Но разве не ради этого он здесь? Ради всех живущих… Разве оно того не стоит?..

Он знал это чувство, это желание идти по тропе благих намерений. Он знал, куда приводит эта тропа. Неужели он снова ступил на нее - здесь, сейчас?

Перед внутренним взором вдруг возникла статуя Азуры, глядящая на восход. В одной руке Луна, в другой - Звезда, обе равные, обе нужные… Но что будет, если убрать одну из них? Как скоро он увидит огромный огненный шар Рглора, закипающий на краю Вечности, готовый пожирать миры?

И снова ему вспомнились слова Шеогората, сказанные в заснеженном тронном зале: “Кто сможет остановить огненную бурю?”

Лишь Безумный Бог может веселиться, наблюдая, как времена снова и снова нанизываются на одну и ту же простую фразу из нескольких слов, а маленький глупый человечек снова и снова уничтожает баланс…

Фус и Ро. Партурнакс учил его, дал ему новое понимание, огромное и пугающее слабый разум. Древний дракон говорил, что Джон будет готов, когда придет время…

И вот оно пришло. Но готов ли он?

Готов ли он навеки изменить мир, принести огненную бурю, которую уже никто не сможет остановить? Или он здесь лишь для того, чтобы отступить, склоняясь перед естественным порядком вещей, - чтобы оставить за спиной Луну и Звезду, которые продолжат свое кружение и противоборство, позволяя жизни пребывать на хрупкой границе между ними?
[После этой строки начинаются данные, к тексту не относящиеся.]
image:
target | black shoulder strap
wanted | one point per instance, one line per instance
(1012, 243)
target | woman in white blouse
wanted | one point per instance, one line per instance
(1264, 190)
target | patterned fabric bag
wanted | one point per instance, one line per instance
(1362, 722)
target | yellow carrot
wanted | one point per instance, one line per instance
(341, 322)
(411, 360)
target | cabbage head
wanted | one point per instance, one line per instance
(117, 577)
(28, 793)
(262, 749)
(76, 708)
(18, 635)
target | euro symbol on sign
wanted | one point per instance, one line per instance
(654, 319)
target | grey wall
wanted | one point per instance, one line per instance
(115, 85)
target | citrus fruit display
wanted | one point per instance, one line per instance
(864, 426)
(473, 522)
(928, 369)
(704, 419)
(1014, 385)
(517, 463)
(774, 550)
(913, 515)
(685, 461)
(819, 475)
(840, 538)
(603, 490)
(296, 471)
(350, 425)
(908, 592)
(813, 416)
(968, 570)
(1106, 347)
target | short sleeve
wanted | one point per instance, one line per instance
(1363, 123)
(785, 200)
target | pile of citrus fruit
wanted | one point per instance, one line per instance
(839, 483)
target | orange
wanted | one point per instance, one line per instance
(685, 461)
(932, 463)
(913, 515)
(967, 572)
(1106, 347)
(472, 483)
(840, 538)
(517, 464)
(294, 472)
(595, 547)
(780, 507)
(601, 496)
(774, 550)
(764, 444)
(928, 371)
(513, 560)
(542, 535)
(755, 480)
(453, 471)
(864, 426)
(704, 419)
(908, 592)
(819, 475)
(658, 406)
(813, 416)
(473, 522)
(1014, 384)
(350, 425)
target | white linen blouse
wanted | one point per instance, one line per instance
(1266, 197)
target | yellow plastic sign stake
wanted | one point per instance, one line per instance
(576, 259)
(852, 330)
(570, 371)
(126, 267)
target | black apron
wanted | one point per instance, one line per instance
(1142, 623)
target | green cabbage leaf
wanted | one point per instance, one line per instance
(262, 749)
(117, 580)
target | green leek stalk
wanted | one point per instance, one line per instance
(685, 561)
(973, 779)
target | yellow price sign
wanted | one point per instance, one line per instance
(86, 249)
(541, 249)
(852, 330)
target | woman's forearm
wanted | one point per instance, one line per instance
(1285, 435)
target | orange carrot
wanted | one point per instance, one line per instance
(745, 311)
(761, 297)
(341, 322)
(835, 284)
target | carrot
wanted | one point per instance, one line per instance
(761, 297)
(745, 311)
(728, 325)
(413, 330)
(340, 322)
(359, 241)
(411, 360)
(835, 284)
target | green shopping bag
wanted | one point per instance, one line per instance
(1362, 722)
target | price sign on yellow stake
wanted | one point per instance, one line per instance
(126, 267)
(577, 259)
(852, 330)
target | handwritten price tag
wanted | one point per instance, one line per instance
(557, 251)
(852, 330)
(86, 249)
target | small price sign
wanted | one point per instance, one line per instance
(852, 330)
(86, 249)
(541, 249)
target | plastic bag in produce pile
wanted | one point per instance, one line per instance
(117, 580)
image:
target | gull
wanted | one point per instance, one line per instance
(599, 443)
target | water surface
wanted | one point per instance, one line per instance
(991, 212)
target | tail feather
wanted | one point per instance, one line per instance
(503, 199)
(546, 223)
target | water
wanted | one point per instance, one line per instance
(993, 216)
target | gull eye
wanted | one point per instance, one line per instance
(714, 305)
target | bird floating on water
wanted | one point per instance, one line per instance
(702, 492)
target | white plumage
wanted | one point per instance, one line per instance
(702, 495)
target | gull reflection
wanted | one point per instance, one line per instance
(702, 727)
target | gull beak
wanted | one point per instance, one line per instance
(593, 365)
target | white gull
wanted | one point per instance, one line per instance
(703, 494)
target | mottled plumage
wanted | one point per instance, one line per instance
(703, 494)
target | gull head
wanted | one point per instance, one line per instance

Война, эвгир унслаад. Черные крылья, белые крылья… Баланс.

Он помнил, как падал в черную безлунную пропасть в одном из своих снов, и знал, что луна могла бы стать его последней жертвой, последним убийством, за которым уже не было бы ничего - лишь падение с этого безжизненного обрыва и вечная тьма.

Мы знаем, когда начать, говорил Партурнакс. И знаем, когда остановиться.

Джон опустил руку, державшую молот, и отступил от края пропасти, оставляя вопросы равновесия богам. Пальцы сами собой разжались, выпуская тяжелую ношу, но он так и не услышал, как орудия упали наземь. Казалось, они просто исчезли на полпути, а он продолжал отступать, слепо глядя на луну и уже даже не осознавая ее присутствия.

Луна растянулась, расплылась и смешалась с чернотой Вечности, вдруг обернувшись льдом в пятнах сажи, а Джон все неловко пятился назад, спотыкаясь на обломках льда под ногами. Холод глодал его со всех сторон, глаза почти не видели, ослепленные белым светом Иного, и он брел сквозь разоренную твердыню, будто самый первый из Ходоков.

Он наткнулся на что-то твердое и упал - упал прямо на ледяной алтарь, и тот раскололся под ним, а следом захрустели и стали валиться зубцы исполинской короны. Земля загудела, содрогаясь от чьей-то тяжкой поступи, и смутно знакомый голос пророкотал будто из другого мира:

- Мы здесь, братец.

Огромная пасть обдала его жарким дыханием, прокаленным и сухим, как воздух в кузне, и он почувствовал, что начинает двигаться, отрываться от земли. Страшенные зубы сомкнулись вокруг него, погрузив в темноту, ограждая, не давая выпасть из пасти взлетающего дракона.

Они летели где-то в поднебесье, но Джон видел лишь черный свод драконьей глотки и искры, кружившие в ней, словно горячие светлячки. В пасти было тепло, но холод проник в него настолько глубоко, что он никак не мог согреться. Ему казалось, что он просто душа, застрявшая в окоченелом трупе, не способном ни жить, ни отпустить ее.

Драконы приземлились на лесной поляне и Одавинг раскрыл пасть, позволяя Джону мягко скатиться к витым корням могучего чардрева.

- Дыши, - сказал ему Салокнир. - Все позади.

- Ты справился, малыш, - вторил Одавинг и ласково подул на него солнечным теплом. - Просто дыши.

Дыши, шепнули ему Старые Боги, снова принимая его как родню. Ты справился. Дыши.

 

========== Глава 45. Святой Джон ==========

 

Винтерфелл заметало снегом. Распахнутые ворота, безлюдный двор, высокие крыши и низкие навесы - все убелила безгласная сумеречная зима. Двери замка темнели перед Джоном, раскрытые настежь, внутрь убегала наметенная снежная дорожка, где не было видно ни единого следа. Он вошел в Великий Чертог, все еще храня в сердце надежду найти здесь хоть кого-то живого, но вокруг царила пустая тишина - лишь в открытые окна, в покинутые двери влетали рои снежинок и оседали вниз, чтобы навеки упокоиться рядом с миллионами своих хрупких сестер. Он шел по знакомым покоям, выкликая имена тех, кого любил, но ни разу до него не донеслось ни ответа, ни вздоха.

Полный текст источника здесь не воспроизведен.